Am Samstag, 7. März 2009 23:06 schrieb R J:
Can anyone help with this problem from Bird:
a. Convert the following list comprehensions to combinatory style:
i. [(x, y) | x <- [1..n], odd x, y <- [1..n]] ii. [(x, y) | x <- [1..n], y <- [1..n], odd x]
b. Are they equal?
c. Compare the costs of evaluating the two expressions.
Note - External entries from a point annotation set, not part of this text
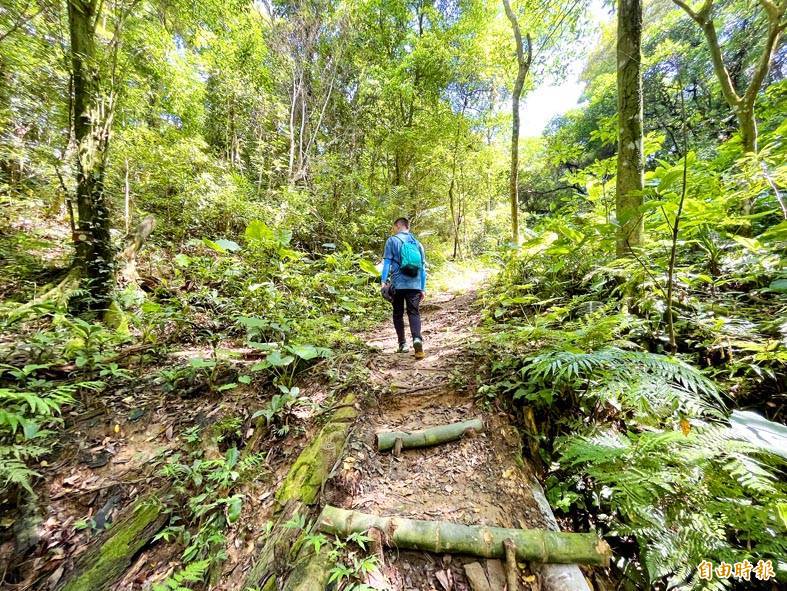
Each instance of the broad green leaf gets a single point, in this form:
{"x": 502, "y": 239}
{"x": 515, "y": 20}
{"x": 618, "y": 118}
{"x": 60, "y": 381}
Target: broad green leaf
{"x": 229, "y": 245}
{"x": 368, "y": 267}
{"x": 276, "y": 359}
{"x": 234, "y": 507}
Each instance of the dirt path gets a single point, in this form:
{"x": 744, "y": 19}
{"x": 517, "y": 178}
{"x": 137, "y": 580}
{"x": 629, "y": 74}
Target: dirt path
{"x": 479, "y": 480}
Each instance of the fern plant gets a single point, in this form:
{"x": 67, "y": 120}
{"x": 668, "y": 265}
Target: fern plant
{"x": 193, "y": 572}
{"x": 685, "y": 496}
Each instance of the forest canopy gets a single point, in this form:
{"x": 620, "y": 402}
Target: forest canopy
{"x": 195, "y": 200}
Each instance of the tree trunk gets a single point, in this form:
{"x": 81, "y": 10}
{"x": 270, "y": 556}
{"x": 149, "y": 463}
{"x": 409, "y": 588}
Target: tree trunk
{"x": 311, "y": 470}
{"x": 101, "y": 566}
{"x": 444, "y": 537}
{"x": 432, "y": 436}
{"x": 523, "y": 65}
{"x": 93, "y": 114}
{"x": 630, "y": 179}
{"x": 300, "y": 488}
{"x": 748, "y": 127}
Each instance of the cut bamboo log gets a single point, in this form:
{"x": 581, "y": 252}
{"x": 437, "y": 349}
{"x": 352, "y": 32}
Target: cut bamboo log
{"x": 425, "y": 437}
{"x": 441, "y": 536}
{"x": 556, "y": 577}
{"x": 100, "y": 567}
{"x": 512, "y": 570}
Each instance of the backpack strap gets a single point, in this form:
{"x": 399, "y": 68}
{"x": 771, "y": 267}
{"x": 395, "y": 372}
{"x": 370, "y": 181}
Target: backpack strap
{"x": 403, "y": 243}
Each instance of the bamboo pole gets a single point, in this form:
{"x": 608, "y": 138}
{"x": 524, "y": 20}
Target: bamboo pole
{"x": 441, "y": 537}
{"x": 432, "y": 436}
I gather that by combinatory style, he means the use of concat, map, and filter. While Bird provides the following conversion rules, he doesn't prove them, justify them, or even provide an example using them:
R1. [ f x | x <- xs ] = map f xs R2. [ x | x <- xs, p x ] = filter p xs R3. [ e | Q, P ] = concat [[e | P] | Q] R4. [ e | x <- [d | P] ] = [e [x := d] | Q, P]
Thanks.
You can take R1-R4 as definition of the list-comprehension syntax. Then you can rewrite i. step by step: [(x,y) | x <- [1 .. n], odd x, y <- [1 .. n]] ~> concat [[(x,y) | y <- [1 .. n]] | x <- [1 .. n], odd x]] ~> concat [map (\y -> (x,y)) [1 .. n] | x <- [1 .. n], odd x] ~> concat (map (\x -> map (\y -> (x,y)) [1 .. n]) (filter odd [1 .. n])) (okay, I cheated, the last step is actually a sequence of steps, transforming [f x | x <- xs, p x] into map f (filter p xs)).